LIver Flashcards
How does chronic liver disease typically present clinically?
Often cirrhosis is asymptomatic unless one or more complications occurs. Include Portal HTN, Varices, Ascites, gynecomastia, testicular atrophy, palmar erythema, spider angiomas, hemorrhoids
What is the most serious complication of portal HTN?
Bleeding secondary to hemhorraged esophagogastric varices is the most life-threatening.
How do you screen for esophagogastric varices? Why would you do this?
Upper GI endoscopy. Do this in patients with portal HTN or if pt presents with evidence of upper GI bleed (hematemesis, melena) after they have been stabilized.
Prophylaxis for esophagogastric varices:
Non-selective beta blocker, though evidence is limited for small varices.
How should bleeding esophageal varices be managed?
- Hemodynamic stabilization w/ fluids
- IV octreotide (splanchnic vasoconstrictor)
- Emergent upper GI endoscopy to perform variceal ligation/banding or sclerotherapy.
What is the MOST COMMON complication of cirrhosis?
Acites. Note that portal HTN must be present to diagnose ascites.

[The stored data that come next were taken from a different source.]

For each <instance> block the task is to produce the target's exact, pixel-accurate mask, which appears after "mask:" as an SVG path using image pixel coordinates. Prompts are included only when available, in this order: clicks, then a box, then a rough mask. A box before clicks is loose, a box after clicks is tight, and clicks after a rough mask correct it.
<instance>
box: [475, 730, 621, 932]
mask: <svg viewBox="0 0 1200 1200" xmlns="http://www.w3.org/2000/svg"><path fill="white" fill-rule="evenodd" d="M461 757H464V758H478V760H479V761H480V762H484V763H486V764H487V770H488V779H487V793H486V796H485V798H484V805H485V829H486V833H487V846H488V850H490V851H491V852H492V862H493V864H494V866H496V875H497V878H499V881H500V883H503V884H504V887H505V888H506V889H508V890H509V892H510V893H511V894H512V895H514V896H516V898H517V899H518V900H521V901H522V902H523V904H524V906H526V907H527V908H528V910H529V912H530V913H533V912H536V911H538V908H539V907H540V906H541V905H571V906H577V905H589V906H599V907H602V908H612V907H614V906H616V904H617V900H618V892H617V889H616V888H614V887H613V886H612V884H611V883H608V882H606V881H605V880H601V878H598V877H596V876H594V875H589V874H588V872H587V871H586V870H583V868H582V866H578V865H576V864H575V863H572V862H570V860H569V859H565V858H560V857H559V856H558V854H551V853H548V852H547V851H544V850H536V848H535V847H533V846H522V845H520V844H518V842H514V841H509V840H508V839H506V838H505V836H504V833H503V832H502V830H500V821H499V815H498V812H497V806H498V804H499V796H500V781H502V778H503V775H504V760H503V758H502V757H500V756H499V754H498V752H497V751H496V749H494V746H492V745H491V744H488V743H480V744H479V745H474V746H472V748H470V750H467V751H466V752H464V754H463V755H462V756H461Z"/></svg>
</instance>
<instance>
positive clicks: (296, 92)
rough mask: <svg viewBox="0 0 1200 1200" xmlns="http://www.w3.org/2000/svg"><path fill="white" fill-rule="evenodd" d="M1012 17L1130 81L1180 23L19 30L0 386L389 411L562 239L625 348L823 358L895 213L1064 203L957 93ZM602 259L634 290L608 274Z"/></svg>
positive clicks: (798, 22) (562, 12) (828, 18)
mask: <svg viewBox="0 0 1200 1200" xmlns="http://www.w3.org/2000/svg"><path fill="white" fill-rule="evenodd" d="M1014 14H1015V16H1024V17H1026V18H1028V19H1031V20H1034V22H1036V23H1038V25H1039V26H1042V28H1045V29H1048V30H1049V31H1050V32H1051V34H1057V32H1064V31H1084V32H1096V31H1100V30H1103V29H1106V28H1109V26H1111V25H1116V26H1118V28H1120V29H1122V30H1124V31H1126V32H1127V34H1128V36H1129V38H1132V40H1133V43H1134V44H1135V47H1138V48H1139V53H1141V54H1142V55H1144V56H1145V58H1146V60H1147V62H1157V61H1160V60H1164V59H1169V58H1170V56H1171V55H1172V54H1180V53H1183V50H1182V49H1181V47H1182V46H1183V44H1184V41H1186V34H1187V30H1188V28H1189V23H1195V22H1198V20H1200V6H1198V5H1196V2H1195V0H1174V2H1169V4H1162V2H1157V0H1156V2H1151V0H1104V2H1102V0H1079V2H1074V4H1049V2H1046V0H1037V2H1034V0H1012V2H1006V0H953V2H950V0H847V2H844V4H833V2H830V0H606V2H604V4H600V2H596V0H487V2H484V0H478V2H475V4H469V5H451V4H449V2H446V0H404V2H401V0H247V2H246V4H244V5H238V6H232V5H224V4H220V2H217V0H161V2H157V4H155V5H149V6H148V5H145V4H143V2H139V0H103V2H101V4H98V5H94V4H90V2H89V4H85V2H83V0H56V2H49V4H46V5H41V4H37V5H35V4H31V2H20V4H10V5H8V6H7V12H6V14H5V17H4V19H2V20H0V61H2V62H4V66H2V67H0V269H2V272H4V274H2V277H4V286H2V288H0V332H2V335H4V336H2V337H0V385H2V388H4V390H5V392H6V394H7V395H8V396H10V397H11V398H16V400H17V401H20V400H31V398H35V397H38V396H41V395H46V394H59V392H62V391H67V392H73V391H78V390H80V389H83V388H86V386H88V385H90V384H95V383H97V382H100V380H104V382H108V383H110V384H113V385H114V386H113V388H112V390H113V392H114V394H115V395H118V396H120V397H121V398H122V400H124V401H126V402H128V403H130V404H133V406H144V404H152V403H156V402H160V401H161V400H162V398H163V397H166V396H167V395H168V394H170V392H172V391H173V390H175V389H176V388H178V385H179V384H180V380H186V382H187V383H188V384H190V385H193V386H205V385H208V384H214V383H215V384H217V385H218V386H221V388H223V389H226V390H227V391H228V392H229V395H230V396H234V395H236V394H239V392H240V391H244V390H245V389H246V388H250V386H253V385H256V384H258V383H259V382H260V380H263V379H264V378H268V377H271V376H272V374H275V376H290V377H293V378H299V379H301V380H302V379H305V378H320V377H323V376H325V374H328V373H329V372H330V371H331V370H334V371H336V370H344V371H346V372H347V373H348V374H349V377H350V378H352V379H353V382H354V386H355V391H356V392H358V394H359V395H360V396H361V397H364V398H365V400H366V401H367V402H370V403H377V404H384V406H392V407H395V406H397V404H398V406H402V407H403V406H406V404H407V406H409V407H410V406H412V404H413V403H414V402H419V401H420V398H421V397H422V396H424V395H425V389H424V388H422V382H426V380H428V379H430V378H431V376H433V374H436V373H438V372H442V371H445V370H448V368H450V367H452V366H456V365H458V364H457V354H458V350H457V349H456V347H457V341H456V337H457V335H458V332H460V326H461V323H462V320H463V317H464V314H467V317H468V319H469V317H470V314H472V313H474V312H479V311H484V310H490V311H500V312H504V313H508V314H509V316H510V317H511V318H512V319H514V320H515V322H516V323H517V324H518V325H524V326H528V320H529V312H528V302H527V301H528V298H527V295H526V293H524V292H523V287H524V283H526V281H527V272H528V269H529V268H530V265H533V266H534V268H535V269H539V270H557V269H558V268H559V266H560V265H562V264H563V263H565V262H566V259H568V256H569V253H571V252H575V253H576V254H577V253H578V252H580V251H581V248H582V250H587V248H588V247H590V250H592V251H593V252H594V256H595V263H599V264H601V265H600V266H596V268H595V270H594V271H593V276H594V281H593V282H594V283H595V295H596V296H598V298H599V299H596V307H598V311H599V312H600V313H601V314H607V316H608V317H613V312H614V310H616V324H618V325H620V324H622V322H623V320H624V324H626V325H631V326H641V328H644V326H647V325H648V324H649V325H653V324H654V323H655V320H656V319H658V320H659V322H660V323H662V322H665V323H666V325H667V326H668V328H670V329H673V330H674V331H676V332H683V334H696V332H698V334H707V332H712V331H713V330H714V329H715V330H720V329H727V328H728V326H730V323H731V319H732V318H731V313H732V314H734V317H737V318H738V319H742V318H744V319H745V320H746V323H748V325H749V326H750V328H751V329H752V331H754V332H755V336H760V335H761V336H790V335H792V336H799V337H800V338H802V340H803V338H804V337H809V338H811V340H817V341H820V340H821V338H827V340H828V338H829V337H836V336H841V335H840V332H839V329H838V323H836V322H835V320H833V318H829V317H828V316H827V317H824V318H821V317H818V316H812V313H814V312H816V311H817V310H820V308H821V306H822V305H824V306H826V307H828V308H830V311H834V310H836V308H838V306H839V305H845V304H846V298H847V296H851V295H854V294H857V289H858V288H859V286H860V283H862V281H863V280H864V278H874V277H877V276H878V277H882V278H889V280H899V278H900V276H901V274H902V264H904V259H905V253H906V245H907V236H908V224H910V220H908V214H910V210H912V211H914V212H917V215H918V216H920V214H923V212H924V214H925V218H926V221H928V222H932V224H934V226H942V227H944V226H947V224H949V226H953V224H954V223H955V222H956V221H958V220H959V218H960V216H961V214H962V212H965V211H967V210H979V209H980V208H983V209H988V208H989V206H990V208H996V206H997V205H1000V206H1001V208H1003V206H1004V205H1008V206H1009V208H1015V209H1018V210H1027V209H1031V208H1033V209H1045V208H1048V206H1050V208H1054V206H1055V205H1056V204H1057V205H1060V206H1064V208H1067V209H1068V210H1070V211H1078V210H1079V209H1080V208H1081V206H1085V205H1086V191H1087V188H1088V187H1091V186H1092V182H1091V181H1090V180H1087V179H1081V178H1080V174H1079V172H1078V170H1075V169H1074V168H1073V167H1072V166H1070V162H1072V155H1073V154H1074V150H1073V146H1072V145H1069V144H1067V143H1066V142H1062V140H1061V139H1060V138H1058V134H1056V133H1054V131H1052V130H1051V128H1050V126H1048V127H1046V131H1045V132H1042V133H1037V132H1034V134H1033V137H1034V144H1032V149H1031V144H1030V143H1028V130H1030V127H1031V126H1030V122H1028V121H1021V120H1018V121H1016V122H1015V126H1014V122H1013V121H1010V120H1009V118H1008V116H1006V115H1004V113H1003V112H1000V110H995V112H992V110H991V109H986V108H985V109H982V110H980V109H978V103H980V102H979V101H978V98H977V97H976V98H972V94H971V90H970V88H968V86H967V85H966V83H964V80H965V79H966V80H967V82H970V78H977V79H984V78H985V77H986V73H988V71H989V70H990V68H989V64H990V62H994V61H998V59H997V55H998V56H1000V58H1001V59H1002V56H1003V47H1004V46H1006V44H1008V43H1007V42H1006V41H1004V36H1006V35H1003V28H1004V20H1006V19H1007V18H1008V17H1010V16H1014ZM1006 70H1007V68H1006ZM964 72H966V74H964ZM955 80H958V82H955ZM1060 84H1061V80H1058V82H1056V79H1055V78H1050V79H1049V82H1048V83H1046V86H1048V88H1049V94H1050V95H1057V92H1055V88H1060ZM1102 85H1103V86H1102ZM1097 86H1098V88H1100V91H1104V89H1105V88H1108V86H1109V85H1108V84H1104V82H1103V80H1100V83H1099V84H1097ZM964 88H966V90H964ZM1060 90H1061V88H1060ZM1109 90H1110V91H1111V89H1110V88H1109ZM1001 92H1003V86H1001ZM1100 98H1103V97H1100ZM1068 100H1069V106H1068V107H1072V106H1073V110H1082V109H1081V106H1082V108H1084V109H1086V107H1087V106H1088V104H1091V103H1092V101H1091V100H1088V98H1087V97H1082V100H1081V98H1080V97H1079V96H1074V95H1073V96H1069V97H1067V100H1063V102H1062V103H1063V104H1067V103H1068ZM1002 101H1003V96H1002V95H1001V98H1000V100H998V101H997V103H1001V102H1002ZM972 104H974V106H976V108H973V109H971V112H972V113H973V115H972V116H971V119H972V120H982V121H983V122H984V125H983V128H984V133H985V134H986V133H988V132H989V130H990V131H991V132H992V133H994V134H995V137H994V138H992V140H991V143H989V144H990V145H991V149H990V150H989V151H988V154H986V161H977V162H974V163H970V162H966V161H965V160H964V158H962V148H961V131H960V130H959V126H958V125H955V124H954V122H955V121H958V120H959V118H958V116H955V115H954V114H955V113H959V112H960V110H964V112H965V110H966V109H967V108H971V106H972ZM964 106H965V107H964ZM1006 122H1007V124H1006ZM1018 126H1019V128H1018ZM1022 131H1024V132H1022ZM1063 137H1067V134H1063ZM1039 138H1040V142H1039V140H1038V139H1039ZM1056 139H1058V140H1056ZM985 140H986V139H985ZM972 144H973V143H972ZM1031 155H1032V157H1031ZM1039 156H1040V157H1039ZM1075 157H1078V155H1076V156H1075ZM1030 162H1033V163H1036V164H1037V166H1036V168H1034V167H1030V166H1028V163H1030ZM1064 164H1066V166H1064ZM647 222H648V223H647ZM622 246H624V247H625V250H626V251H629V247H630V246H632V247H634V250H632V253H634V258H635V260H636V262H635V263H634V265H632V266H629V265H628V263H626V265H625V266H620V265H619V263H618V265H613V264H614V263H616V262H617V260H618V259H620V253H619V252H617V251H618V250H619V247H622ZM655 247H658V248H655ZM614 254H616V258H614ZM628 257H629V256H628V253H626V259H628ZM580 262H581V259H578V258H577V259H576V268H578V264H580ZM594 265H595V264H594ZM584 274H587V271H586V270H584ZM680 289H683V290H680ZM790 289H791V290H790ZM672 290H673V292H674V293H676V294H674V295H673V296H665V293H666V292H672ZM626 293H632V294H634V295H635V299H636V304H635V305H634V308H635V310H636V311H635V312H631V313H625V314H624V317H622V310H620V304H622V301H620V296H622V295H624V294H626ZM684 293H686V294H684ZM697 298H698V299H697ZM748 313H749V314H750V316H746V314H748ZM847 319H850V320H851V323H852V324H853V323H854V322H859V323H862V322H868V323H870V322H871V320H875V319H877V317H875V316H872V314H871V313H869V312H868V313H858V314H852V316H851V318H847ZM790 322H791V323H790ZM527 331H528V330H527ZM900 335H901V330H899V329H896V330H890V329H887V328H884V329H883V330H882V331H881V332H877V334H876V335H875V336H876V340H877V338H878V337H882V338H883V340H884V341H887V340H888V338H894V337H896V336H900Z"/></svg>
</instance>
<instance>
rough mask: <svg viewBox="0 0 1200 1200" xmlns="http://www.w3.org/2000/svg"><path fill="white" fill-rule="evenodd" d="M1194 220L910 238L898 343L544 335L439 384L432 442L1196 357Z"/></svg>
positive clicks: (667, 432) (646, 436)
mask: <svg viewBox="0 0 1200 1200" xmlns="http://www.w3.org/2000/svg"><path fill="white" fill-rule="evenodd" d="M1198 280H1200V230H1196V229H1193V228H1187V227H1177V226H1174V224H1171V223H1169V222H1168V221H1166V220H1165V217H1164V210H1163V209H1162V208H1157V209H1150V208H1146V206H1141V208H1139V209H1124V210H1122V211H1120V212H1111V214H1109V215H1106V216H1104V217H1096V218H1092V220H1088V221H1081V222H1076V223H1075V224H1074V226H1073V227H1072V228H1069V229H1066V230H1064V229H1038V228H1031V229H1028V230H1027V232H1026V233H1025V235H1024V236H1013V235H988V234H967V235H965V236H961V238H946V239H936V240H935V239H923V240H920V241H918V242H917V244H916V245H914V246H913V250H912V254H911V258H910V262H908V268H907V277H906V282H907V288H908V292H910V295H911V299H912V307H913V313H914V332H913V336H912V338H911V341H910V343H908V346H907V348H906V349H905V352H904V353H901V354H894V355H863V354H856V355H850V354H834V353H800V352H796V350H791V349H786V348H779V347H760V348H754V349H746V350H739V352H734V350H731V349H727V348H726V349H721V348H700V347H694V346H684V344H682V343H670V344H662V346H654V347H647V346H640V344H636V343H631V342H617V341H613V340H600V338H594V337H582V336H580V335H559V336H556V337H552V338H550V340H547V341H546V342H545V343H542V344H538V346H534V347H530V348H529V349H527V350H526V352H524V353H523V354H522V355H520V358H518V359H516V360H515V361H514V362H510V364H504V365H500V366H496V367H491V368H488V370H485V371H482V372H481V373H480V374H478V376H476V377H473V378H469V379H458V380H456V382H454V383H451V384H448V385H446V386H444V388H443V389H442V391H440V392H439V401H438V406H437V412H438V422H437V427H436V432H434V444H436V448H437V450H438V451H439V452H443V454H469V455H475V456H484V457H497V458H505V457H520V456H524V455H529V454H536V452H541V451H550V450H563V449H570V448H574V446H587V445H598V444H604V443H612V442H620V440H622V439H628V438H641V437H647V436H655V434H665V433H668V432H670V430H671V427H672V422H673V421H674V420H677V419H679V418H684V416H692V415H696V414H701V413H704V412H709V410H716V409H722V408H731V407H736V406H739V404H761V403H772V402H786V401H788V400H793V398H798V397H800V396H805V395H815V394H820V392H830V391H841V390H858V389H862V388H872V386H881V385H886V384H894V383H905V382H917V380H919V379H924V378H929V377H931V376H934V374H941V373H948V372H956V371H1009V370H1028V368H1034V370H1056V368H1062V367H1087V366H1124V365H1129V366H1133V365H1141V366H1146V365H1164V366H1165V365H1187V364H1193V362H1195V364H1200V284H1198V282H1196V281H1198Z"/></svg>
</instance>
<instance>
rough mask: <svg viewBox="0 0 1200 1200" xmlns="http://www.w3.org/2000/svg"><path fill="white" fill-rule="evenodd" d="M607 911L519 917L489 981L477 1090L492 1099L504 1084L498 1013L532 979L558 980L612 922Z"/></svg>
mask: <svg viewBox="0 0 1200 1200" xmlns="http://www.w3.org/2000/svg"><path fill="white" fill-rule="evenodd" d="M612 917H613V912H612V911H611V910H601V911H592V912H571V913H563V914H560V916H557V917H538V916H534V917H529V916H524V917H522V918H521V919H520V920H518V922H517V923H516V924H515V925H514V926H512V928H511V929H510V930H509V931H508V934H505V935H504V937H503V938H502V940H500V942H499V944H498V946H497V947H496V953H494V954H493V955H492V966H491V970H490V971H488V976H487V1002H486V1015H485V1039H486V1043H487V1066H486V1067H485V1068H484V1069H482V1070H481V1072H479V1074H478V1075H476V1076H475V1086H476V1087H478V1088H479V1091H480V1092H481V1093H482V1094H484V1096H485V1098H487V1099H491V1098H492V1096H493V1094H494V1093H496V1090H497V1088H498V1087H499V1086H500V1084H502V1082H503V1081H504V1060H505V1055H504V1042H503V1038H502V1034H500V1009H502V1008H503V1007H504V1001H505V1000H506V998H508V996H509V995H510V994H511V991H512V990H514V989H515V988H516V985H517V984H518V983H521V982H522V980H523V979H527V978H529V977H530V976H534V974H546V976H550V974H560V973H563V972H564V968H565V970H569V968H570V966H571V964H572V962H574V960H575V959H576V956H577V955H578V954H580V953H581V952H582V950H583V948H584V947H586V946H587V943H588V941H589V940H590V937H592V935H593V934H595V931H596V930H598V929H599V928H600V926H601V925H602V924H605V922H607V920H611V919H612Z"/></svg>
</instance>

How is a diagnosis of cirrhosis confirmed?
Liver biopsy.
What are some other potential causes of ascites (aside from portal HTN/cirrhosis)?
CHF, Chronic renal disease, fluid overload, tuberculous peritonitis, malignancy, hypoalbuminemia, peripheral vasodilation secondary to endotoxin-induced release of nitrous oxide (leads to inc. renin, inc. aldosterone), impaired liver inactivation of aldosterone.
What diagnostic test should you use to confirm ascites is due to cirrhosis?
Paracentesis and examination of the fluid: cell count, albumin, gram stain, and culture (r/o infection). Serum ascites albumin gradient = Serum albumin - ascites albumin.
>1.1 g/dL suggests portal HTN. <1.1 makes it unlikely.
How is ascites managed?
Low Na diet and diuretics. Therapeutic paracentesis if tense, SOB, or early satiety are present.
Transjugular intrahepatic portal-sustemic shunt (TIPS) will reduce portal HTN.
An alcoholic patient presents with confusion, decreased mental function, and poor concentration following a bout of “flu”. What is the likely cause? What are some clinical signs?
Hepatic encephalopathy- build up of toxic metabolites (esp Ammonia) builds up in brain.
Signs: asterixis, rigidity, hyperreflexia.
How is hepatic encephalopathy treated?
Lactulose promotes excretion of ammonia via gut. Protein restricted diet is important (less than 30-40g/day).
Describe the pathogenesis of hepatorenal syndrome:
Essential process is renal hypoperfusion due to vasoconstriction of renal vessels. RAA is activated in response to perceived low blood volume–it seems blood volume is sequestered in splanchnic circulation where vasodilation and reduced resistance are present.
Syndrome involves no direct kidney damage and is reversible with liver transplant.
You obtain paracentesis on a patient in the hospital with ascites caused by end stage liver disease and on microscopy see that it contains lots of WBCs and PMNs. You suspect____ and treat with _____
Spontaneous bacterial peritonitis (SBP). Tx w/ broad-spectrum Abx (Coverage of E Coli, Klebsiealla, S pneumo) then narrow once culture and sensitivity are returned.
Hyperestrinism- what is it and what are the clinical consequences?
Increase in systemic amounts of estrin-containing hormones. Causes Spider angiomas, palmar erythema, gynecomastia, testicular atrophy.